Com efeito, é essa a interpretação que salvaguarda todos os interesses contrapostos e que, por outro lado, não obriga a uma clara inobservância do art.º 794.º/1 CPC. Pois, caso contrário, seria necessário fazer prosseguir o Processo Executivo quanto a um bem que se encontra prioritariamente penhorado à ordem de outra ação executiva e também obrigaria a duplicar a fase de convocação de credores, os quais já devem ter sido convocados e graduados no âmbito do Processo de Execução Fiscal.
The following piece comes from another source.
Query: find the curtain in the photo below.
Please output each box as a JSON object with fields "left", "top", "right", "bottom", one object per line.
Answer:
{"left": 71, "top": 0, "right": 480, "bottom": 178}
Por outro lado, tal procedimento, ao arrepio da regra da prioridade temporal, induziria em erro outros credores que pretendessem apresentar reclamação de créditos de forma espontânea ou na sequência de sustação por penhora posterior.

É no Processo de Execução Fiscal que a ali Credora deve fazer valer os seus interesses quanto ao prosseguimento do Processo de Execução Fiscal, reagindo processualmente contra qualquer decisão que impeça tal prosseguimento.

Posição no sentido do prosseguimento do Processo Executivo pode ser encontrada, pelo menos, no acórdão do Tribunal da Relação de Coimbra de 26-09-2017 (em www.dgsi.pt – Processo n.º 1420/16.4T8VIS-B.C1)] e no acórdão do Tribunal da Relação de Évora de 12-07- 2018 (em www.dgsi.pt – Processo n.º 893/12.9TBPTM.E1).

Pelo exposto:

Indefere-se o prosseguimento do Processo Executivo quanto aos imóveis que se encontram prioritariamente penhorados à ordem do Processo de Execução Fiscal.

Notifique”.

            1.4. – Inconformado com tal decisão dela recorreu o Banco C..., terminando a sua motivação com as conclusões que se transcrevem:

            A - Nos presentes autos de execução por dívida com garantia hipotecária foram penhorados os seguintes bens imóveis, a saber: fração autónoma designada pela letra “B”, correspondente ao segundo andar direito (lado norte) e vão do telhado na área correspondente e fração autónoma designada pela letra “M” correspondente a garagem particular, sita na sub-cave posterior, a primeira de sul para norte, do prédio urbano situado em ... os quais constituem habitação própria e permanente do executado.

B - Sobre os identificados bens encontram-se registadas duas hipotecas a favor da Recorrente, pelas inscrições ..., que se mantêm válidas e em vigor.

C - Em virtude de se encontrar registada penhora temporalmente anterior à penhora dos presentes autos, a favor da Autoridade Tributária e Aduaneira, a Senhora Agente de Execução veio determinar a sustação da presente execução quanto a esses bens nos termos do Artigo 794.º do CPC.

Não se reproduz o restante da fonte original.